Not your average travel blog
After driving slowly past the least inconspicuous military air base in The World (I can say that now, as America advertises everything compared to “the world”) Fairbanks is the next city on the trail. For its location, the Eielson Air Base, just south east of Fairbanks, was established as part of World War 2 military expansion and later became a vital field for the Cold War, and later Iraq War deployment. With all the visible fighter jets, as well as a couple of B52’s grounded perfectly in line on the tarmac, like an OCD child’s bedroom floor, it looks the pinnacle of a professional armed forces outfit. It also looks somewhat daunting under the gloomy grey skies of the north and behind its ten foot barbed-wire fence. Stopping alongside and taking photos was strictly not allowed. It wasn’t quite Top Gun; it’s not hot enough.

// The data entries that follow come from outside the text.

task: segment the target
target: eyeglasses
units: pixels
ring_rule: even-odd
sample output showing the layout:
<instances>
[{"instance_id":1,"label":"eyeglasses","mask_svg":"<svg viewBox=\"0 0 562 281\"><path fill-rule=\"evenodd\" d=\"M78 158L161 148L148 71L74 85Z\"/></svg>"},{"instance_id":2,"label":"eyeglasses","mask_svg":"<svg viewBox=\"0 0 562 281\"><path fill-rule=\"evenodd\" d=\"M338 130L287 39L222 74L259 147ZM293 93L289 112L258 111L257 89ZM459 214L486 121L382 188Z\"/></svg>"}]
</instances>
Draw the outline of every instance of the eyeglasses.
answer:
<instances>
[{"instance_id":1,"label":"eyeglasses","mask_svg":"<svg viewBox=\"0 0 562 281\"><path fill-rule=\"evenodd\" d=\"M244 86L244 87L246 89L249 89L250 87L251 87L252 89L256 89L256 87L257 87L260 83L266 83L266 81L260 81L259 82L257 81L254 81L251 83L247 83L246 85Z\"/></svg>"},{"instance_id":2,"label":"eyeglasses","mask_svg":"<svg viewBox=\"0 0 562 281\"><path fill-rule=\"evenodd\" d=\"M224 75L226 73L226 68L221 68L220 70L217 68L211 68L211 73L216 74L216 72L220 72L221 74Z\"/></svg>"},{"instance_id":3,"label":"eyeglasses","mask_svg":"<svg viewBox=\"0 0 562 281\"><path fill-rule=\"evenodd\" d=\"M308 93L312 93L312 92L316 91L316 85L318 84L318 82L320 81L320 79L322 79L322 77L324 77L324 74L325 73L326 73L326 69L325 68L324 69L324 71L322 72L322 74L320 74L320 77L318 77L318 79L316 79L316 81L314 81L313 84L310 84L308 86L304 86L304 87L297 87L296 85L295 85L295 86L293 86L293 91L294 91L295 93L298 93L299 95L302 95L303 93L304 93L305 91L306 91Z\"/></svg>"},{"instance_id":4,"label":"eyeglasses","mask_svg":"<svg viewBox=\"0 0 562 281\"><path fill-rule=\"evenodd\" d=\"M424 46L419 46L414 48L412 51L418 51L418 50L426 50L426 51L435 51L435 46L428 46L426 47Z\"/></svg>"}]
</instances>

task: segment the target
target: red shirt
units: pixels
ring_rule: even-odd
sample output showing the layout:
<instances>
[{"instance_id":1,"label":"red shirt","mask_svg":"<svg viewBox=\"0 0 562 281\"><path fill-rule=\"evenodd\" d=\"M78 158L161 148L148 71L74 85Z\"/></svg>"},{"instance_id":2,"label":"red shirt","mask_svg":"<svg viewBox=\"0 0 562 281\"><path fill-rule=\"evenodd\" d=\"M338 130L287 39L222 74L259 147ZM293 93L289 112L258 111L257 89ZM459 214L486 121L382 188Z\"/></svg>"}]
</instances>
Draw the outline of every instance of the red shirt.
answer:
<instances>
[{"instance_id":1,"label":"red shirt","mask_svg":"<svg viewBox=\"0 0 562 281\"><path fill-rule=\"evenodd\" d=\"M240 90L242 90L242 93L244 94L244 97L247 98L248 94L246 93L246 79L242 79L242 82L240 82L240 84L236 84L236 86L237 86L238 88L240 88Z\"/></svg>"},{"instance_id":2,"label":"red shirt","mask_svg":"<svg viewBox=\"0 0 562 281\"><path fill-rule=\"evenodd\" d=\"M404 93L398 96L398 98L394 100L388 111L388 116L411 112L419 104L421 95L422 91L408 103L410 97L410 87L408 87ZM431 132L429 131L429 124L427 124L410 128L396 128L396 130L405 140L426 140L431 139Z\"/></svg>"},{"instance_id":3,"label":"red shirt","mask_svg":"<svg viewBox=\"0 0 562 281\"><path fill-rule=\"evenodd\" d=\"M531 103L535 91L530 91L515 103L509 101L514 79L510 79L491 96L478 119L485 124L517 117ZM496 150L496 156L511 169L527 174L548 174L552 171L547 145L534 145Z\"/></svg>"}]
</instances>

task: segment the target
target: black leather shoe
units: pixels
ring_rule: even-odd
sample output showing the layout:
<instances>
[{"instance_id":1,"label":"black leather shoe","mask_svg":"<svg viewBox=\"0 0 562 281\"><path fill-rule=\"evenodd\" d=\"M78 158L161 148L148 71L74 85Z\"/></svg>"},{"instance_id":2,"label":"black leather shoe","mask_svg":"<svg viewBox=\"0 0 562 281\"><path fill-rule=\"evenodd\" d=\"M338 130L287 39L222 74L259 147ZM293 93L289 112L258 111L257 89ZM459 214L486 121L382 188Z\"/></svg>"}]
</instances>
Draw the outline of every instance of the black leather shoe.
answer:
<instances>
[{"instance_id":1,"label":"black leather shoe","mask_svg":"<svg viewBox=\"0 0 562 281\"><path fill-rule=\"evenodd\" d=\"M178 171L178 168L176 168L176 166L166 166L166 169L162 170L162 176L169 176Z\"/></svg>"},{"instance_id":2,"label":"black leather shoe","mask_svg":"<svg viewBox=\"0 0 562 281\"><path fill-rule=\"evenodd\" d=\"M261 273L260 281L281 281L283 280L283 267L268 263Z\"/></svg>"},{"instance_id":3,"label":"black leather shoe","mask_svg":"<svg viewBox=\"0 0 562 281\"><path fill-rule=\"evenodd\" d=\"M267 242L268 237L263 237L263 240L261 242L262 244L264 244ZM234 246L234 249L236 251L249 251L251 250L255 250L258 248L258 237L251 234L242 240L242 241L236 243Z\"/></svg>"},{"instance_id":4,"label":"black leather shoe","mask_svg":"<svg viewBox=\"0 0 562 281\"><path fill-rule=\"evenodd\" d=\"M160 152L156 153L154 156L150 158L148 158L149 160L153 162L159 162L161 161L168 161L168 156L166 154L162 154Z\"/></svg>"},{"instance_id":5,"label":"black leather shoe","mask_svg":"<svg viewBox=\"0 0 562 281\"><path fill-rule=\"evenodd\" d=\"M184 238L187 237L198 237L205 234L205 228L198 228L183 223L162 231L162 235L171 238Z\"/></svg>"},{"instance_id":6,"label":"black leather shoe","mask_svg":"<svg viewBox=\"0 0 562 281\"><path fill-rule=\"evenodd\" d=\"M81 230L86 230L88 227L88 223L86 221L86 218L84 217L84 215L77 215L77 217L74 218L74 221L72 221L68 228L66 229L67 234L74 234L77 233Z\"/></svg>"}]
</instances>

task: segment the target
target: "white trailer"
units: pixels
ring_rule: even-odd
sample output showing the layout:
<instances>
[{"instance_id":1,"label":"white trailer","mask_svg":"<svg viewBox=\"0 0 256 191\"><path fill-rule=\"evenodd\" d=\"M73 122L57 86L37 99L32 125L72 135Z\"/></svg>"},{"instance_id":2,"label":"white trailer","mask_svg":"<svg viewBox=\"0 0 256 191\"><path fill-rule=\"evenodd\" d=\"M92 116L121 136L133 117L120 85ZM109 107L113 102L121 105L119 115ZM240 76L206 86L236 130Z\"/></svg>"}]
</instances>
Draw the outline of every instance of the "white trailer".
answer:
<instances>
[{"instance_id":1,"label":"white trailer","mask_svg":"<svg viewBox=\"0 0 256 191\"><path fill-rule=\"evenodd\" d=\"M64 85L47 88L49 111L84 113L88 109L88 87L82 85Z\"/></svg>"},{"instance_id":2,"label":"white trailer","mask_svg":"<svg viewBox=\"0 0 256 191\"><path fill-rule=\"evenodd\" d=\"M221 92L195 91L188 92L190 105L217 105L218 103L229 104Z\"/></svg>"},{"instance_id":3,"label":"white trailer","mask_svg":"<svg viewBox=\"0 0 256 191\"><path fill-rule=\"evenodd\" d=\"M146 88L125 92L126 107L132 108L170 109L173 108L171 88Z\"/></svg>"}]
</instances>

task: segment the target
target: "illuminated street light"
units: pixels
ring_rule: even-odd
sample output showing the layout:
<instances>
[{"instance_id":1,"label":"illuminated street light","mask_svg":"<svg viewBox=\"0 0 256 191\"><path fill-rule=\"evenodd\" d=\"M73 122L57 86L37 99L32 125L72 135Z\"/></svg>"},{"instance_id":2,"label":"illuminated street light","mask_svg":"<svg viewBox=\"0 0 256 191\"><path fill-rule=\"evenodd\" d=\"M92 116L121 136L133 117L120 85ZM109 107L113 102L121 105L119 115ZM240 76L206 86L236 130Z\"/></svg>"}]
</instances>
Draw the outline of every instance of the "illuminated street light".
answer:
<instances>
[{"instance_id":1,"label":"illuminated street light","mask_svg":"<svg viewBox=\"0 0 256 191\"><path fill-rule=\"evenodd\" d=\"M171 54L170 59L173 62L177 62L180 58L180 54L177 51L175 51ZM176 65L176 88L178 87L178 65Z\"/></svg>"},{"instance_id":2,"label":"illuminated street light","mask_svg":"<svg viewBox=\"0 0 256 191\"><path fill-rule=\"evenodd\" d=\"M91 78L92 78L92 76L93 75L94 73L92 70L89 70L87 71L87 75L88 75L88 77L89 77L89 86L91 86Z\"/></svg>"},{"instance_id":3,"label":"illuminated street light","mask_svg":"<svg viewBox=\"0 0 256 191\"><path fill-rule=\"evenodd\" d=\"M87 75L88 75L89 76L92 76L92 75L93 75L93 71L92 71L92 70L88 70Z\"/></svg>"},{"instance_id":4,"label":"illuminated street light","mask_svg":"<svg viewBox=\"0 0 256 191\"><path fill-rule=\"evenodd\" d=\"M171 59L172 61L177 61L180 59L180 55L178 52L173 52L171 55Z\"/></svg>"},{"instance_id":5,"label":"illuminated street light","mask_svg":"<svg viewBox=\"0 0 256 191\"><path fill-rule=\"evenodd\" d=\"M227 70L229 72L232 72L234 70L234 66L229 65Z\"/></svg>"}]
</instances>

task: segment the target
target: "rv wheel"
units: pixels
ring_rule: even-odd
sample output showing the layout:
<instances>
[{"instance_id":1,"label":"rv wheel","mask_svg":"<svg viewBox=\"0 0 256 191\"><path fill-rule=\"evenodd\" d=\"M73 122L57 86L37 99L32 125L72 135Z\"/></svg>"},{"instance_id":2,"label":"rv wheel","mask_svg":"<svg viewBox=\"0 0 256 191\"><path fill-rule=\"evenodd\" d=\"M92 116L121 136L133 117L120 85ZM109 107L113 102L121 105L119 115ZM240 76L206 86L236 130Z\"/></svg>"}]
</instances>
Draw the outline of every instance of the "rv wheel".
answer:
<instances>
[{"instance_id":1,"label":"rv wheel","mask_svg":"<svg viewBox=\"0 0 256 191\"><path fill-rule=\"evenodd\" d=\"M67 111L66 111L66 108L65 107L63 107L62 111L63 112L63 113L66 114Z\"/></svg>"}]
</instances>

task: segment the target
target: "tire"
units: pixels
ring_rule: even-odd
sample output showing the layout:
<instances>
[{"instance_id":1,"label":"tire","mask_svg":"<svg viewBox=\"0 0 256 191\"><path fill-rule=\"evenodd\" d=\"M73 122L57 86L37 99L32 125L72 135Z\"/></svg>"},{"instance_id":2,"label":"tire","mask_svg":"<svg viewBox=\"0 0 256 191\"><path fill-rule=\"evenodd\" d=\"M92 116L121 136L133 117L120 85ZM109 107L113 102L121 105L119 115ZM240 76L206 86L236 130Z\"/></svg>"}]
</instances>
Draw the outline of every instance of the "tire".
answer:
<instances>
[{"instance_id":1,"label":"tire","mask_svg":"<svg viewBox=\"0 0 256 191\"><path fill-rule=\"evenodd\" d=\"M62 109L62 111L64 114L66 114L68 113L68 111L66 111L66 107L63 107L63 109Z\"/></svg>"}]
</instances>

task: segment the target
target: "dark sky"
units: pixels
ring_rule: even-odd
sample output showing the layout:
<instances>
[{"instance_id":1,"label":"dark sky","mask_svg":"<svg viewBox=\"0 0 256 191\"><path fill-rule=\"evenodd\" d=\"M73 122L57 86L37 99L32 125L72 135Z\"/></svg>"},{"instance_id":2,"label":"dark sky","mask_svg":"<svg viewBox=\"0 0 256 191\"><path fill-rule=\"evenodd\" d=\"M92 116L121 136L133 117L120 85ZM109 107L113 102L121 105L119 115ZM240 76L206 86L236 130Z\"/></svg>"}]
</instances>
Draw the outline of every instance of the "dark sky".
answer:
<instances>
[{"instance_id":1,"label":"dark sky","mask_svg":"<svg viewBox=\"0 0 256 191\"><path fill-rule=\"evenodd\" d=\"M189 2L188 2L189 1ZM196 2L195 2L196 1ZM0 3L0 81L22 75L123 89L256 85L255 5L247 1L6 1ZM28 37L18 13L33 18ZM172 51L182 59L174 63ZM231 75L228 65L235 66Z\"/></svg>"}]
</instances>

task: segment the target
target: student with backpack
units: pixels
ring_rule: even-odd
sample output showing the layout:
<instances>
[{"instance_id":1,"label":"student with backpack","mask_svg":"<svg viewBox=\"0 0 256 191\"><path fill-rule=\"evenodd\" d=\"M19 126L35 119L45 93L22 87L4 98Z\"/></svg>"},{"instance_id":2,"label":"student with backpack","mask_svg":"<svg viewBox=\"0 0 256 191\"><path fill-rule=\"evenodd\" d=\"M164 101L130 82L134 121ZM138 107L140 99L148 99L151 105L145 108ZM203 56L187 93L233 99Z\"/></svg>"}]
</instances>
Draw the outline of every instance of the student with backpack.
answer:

Fairbanks is amongst the major cities in Alaska – along with the southern port of Anchorage, and Juno, the capital. Although I won’t visit Juno on this trip, it is a unique capital. It is located South East of the central coastline and only accessible by sea and air. We stocked up on a few supplies, managed to take a shower for the first time in over a week, enjoyed some facilities and I also picked up a few items for my future projects in Malawi (more of that in the coming months). We found our bearings as we know we will have to come back through Fairbanks on our way south, after we hopefully complete our next challenge: the Dalton Highway. We flagged down a local-looking couple in a Lowes parking lot and asked where in Fairbanks might serve us a hearty breakfast. Sourdough Sam’s on University Avenue was our recommended destination and it was magnificent. Recommending the corn beef hash with hash brown and two poached eggs, obligatory coffee (as black as midnight on a moonless night, of course) and I was about as ready to go as a cornered honey badger. KP was also doing a jig (mentally) after his gigantic omelette with olives (ooooh, fancy!), because next to Sam’s was a car wash, and our dusty steed might once again feel the sun on her steely paintwork. I wasn’t dancing much. If the reports were anything to go by, I’ll be making sure the minx is filthy again as soon as we begin the Dalton. We’re about to hit the road to the Arctic, and this time, (hopefully) we will see the ocean.